Mempelajari hadits Nabi Shallallahu Alaihi Wasallam mempunyai keutamaan yang amat agung, imam An Nawawi Rahimahullah berkata,
إن من أهم العلوم تحقيق معرفة الأحاديث النبويات أعنى معرفة متونها صحيحها وحسنها وضعيفها وبقية أنواعها المعروفات ودليل ذلك أن شرعنا مبنى على الكتاب العزيز والسنن المرويات وعلى السنن مدار أكثر الأحكام الفقهيات فإن أكثر الآيات الفروعيات مجملات وبيانها في السنن المحكمات
”Sesungguhnya diantara ilmu yang paling penting adalah mempelajari hadits-hadits nabi, maksudnya mempelajari matan-matannya, shahih, hasan, dan dha’ifnya, dan ilmu-ilmu hadits lainnya, buktinya adalah: bahwa sesungguhnya syari’at kita berdasarkan kepada Al Qur’an dan sunnah, dan sunnah adalah poros hukum-hukum fiqih, dan kebanyakan ayat-ayat hukum adalah bersifat global, dan penjelasannya ada dalam sunnah”.
- Lebih Paham Alquran
Seorang yang paham hadits adalah orang lebih paham dengan alquran. Karena haditslah yang menjelaskan Al Qur’an bukan sebaliknya, kebanyakan ayat-ayat hukum adalah bersifat global dan penjelasannya ada dalam hadits-hadits Nabi.
Allah Ta’ala berfirman,
…. وَأَنزَلْنَا إِلَيْكَ الذِّكْرَ لِتُبَيِّنَ لِلنَّاسِ مَا نُزِّلَ إِلَيْهِمْ وَلَعَلَّهُمْ يَتَفَكَّرُونَ (النحل: 44)
…. dan kami turunkan kepadamu Al Quran, agar kamu menerangkan pada umat manusia apa yang telah diturunkan kepada mereka dan supaya mereka memikirkan”. (An Nahl: 44)
Umar bin Khaththab Radhiallahu Anhu berkata,
إِنَّهُ سَيَأْتِي نَاسٌ يُجَادِلُونَكُمْ بِشُبُهَاتِ الْقُرْآنِ فَخُذُوهُمْ بِالسُّنَنِ فَإِنَّ أَصْحَابَ السُّنَنِ أَعْلَمُ بِكِتَابِ اللَّهِ”

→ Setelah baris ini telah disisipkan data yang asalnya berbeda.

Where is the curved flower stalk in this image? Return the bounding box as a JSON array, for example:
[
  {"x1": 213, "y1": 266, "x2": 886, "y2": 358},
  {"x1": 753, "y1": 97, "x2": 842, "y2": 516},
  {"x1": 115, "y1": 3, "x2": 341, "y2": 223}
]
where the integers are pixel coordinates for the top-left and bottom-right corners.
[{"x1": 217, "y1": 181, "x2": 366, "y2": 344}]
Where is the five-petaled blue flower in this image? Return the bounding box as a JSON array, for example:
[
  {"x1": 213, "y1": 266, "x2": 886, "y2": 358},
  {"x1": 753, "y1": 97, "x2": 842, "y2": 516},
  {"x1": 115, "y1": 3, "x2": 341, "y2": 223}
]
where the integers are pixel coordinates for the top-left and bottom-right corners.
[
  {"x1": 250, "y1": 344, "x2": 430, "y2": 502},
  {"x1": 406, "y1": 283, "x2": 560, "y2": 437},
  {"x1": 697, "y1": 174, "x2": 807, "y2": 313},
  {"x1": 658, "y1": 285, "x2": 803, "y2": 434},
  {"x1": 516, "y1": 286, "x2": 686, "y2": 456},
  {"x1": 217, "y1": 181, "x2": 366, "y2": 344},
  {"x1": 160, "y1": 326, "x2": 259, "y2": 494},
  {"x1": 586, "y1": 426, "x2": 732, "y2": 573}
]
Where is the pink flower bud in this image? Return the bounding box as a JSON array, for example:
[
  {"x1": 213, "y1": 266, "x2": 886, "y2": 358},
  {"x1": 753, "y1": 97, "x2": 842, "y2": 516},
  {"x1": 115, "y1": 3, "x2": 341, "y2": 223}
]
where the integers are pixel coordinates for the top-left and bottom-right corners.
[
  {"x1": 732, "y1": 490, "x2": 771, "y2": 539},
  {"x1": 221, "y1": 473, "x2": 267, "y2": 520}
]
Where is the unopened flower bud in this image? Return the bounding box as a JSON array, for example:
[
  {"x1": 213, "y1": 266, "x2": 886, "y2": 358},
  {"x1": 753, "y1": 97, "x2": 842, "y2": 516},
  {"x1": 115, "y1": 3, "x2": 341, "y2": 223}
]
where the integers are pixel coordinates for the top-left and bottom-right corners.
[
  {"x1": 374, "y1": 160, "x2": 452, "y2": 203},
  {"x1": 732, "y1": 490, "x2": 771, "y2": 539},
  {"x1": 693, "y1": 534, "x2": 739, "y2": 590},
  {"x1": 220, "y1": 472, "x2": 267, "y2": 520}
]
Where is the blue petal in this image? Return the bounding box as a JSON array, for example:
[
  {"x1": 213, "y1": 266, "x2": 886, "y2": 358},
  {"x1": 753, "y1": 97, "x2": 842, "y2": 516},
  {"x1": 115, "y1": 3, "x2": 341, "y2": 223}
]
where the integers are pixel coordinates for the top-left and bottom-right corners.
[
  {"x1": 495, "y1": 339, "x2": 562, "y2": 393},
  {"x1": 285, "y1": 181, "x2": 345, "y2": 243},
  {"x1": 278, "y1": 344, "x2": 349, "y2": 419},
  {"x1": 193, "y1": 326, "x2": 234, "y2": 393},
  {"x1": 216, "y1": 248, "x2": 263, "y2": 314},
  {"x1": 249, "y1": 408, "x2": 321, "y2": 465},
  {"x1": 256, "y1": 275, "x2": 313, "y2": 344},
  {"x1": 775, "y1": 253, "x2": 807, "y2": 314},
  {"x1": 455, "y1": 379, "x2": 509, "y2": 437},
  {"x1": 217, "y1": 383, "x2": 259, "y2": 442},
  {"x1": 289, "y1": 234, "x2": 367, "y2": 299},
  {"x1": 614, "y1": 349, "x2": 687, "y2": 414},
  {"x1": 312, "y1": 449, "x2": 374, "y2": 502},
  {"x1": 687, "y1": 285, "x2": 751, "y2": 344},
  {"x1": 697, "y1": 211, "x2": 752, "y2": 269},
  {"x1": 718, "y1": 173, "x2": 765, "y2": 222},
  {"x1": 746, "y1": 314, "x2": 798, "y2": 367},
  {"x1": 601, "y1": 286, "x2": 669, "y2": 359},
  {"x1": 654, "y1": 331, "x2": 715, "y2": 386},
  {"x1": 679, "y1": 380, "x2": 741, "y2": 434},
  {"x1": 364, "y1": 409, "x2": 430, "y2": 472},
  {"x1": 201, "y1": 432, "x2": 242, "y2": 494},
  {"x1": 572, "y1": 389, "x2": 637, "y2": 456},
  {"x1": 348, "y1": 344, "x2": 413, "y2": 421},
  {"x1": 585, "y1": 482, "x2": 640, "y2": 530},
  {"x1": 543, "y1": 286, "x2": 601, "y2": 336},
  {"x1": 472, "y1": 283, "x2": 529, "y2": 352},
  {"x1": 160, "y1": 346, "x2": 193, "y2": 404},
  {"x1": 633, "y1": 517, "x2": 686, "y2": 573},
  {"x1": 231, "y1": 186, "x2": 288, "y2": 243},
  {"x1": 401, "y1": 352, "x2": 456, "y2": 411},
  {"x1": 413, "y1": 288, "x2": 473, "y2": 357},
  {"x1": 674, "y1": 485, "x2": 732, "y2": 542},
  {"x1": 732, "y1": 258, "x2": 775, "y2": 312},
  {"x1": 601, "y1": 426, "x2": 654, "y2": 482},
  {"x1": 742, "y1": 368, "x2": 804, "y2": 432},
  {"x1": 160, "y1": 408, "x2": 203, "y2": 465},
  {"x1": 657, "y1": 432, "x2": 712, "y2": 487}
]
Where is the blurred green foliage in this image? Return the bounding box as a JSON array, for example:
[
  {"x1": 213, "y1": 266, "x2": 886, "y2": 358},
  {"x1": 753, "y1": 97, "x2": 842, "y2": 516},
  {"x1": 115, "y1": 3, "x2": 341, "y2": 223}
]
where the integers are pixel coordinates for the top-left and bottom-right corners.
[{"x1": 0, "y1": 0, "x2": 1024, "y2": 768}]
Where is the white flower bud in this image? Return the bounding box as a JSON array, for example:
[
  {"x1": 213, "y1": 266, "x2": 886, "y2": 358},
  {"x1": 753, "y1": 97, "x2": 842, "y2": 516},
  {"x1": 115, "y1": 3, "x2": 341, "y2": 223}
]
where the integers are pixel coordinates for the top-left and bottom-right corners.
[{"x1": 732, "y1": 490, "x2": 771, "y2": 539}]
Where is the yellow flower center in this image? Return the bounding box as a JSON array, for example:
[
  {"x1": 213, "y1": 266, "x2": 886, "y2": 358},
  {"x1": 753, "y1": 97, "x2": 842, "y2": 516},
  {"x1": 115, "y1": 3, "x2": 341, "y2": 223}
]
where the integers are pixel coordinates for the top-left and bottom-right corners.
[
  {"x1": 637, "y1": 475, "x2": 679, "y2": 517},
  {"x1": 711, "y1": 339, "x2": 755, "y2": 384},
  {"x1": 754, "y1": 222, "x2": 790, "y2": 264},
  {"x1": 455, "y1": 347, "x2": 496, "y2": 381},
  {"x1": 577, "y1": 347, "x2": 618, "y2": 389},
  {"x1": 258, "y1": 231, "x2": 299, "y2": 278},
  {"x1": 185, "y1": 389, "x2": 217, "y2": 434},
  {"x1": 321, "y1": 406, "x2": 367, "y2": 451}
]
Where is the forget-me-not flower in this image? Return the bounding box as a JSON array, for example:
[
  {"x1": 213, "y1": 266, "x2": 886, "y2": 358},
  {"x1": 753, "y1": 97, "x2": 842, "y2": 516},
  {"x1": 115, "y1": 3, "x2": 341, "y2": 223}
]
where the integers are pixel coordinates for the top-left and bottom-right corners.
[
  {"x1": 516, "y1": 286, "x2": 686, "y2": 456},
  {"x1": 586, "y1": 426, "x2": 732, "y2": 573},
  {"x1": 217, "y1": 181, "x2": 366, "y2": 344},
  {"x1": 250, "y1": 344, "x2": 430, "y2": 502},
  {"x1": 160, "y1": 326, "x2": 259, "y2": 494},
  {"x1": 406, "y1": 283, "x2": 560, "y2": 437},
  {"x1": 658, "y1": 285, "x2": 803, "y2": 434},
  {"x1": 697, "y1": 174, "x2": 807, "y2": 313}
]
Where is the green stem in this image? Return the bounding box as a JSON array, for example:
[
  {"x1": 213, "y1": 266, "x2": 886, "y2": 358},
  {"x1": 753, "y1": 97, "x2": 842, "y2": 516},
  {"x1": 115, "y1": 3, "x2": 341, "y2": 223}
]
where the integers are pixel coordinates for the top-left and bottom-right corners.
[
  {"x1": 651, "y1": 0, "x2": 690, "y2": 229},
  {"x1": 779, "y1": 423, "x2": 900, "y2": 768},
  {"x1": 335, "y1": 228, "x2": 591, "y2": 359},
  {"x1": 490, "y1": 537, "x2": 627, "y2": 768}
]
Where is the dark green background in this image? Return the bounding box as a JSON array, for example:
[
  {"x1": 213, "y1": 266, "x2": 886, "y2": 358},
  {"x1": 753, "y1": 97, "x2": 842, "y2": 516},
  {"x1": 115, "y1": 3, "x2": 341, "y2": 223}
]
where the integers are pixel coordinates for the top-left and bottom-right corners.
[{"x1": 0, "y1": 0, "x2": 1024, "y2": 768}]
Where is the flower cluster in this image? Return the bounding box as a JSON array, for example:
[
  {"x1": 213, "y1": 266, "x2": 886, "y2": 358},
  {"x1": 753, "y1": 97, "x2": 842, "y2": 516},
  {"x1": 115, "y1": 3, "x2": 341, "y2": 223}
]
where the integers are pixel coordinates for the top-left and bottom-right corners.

”Akan datang kelak orang-orang yang mengajakmu dialog dengan menggunakan syubuhat Al Qur’an (ayat-ayat mutasyabihat), maka berdialoglah dengan sunnah, karena orang yang berilmu tentang sunnah lebih mengetahui kitabullah”. (Dikeluarkan oleh Ad Darimi)
- Membela Syari’at
Rasulullah bersabda,
يَحْمِلُ هَذَا الْعِلْمَ مِنْ كُلِّ خَلَفٍ عُدُولُهُ يَنْفُونَ عَنْهُ تَأْوِيلَ الْجَاهِلِينَ وَانْتِحَالَ الْمُبْطِلِينَ وَتَحْرِيفَ الْغَالِينَ .
“Yang membawa hadits ini di setiap generasinya adalah orang-orang yang ‘adil, mereka meniadakan perubahan yang dilakukan oleh orang-orang yang ekstrim, pemalsuan orang-orang yang memalsukan, dan penafsiran orang-orang yang bodoh”.
Al Qasthalani Rahimahullah berkata, ”Hadits ini diriwayatkan oleh beberapa sahabat diantaranya Ali, ibnu Umar, ibnu ‘Amru, ibnu Mas’ud, ibnu ‘Abbas, Jabir bin Samurah, Mu’adz, dan Abu Hurairah. Dan ibnu ‘Adi menyebutkan banyak jalan yang semuanya lemah sebagaimana yang ditegaskanoleh Ad Daroquthni, Abu Nu’aim, dan ibnu ‘abdil Barr, akan tetapi menjadi kuat dengan banyaknya jalan sehingga menjadi hasan sebagaimana yang dipastikan oleh Al ‘Ala’I”.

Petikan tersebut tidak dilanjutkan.